In this post, we will discuss the benefits of PPF or Public Provident Fund. Below are some things to know about the changes proposed in PPF rules.
The Public Provident Fund is the most popular saving schemes. Apart from higher interest rates compared to bank deposits, it also offers a host of income tax benefits. With regard to income tax implications, PPF enjoys an EEE – Exempt, Exempt, Exempt – status. This means that the contribution, interest and maturity proceeds are tax-free. PPF contribution up to Rs. 1.5 lakh in an FY is eligible for tax deductions under Section 80C of the Income Tax Act. Now, PPF accounts are likely to come with more benefits.
- The govt has proposed to allow premature closure of Public Provident Fund (PPF) accounts.
- According to the present PPF rules, premature closure of PPF account is allowed only under specific conditions such as expenditure towards medical treatment and higher education. Their account has to complete at least 5 FYs.
- “In order to make provisions for premature closure easier in respect of all schemes, provisions could be made through specific scheme notification. The benefits of premature closure of small savings schemes may now be introduced to deal with medical emergencies, higher education needs, etc,” the Ministry of Finance said this in a statement.

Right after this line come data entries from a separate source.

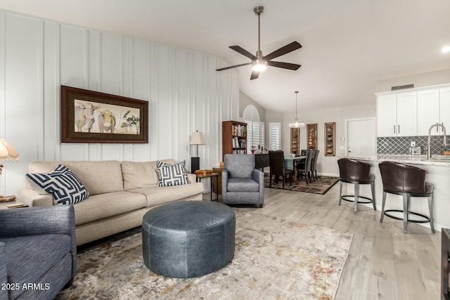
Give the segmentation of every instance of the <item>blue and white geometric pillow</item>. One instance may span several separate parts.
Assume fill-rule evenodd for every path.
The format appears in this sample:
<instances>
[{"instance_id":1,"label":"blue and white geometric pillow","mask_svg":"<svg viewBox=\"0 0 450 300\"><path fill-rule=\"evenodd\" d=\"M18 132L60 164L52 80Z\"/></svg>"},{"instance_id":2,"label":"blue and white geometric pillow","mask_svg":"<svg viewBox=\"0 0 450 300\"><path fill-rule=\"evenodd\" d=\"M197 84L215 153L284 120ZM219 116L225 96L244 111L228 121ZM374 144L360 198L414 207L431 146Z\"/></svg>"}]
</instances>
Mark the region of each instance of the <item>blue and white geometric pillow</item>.
<instances>
[{"instance_id":1,"label":"blue and white geometric pillow","mask_svg":"<svg viewBox=\"0 0 450 300\"><path fill-rule=\"evenodd\" d=\"M61 164L49 174L29 174L25 176L33 185L33 189L38 193L40 189L51 194L56 204L75 204L89 196L77 175Z\"/></svg>"},{"instance_id":2,"label":"blue and white geometric pillow","mask_svg":"<svg viewBox=\"0 0 450 300\"><path fill-rule=\"evenodd\" d=\"M158 171L160 178L158 186L181 185L190 183L188 174L186 171L185 161L172 165L158 160Z\"/></svg>"}]
</instances>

- The govt has also planned to consolidate PPF Act under the proposed Government Savings Promotion Act. The government has addressed that “No existing benefits to depositors are proposed to be taken away through this process”.

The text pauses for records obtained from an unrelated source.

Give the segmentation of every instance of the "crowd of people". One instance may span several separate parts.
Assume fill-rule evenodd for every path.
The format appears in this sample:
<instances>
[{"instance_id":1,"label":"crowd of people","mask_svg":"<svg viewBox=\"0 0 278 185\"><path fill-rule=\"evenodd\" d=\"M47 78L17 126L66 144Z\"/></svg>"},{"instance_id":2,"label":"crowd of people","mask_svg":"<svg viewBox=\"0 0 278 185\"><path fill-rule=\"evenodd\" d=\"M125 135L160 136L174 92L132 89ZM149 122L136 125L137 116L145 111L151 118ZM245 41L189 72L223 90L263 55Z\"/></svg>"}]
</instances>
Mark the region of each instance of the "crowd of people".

- “The main objective in proposing a common Act is to make implementation easier for the depositors as they need not go through different rules and Acts for understanding the provision of various small saving schemes, and also to introduce certain flexibilities for the investors,” the Finance Ministry said.
- PPF accounts are immune from attachment under court decree order. The Finance Ministry has also clarified that there is no proposal to withdraw the provision and the existing and future depositors will continue to enjoy protection from the attachment under the amended umbrella Act as well.
- Apart from ensuring existing benefits, the government has also proposed certain new benefits to the depositors under the bill to merge Government Savings Certificates Act, 1959 and Public Provident Fund Act, 1968 with the Government Savings Banks Act, 1873.
- “The existing Acts are silent about grievance redressal. The Acts which are amended allows the government to put in place mechanism for redressal of grievances and for amicable and expeditious settlement of disputes relating to Small Savings,” the Finance Ministry said.
- As per the existing provisions of the Acts, if the depositor dies and nomination exists, the outstanding balances will be paid to the nominee(s). The Supreme Court in its judgment stated that nominee(s) is merely empowered to collect the amounts as trustee for the benefit of legal heirs, the Finance Ministry added. “It was creating disputes between the provisions of the Acts and verdict of the Supreme Court. Thus, the right of nominees have currently been more clearly defined,” the ministry said in a statement.
- There is no change in interest rate or tax policy on small savings scheme being made through this amendment, the govt clarified. The interest rate on PPF accounts, like other small savings schemes, is reset on a quarterly basis. Presently, PPF accounts fetch an interest rate of 7.6 percent (for Jan-Mar quarter).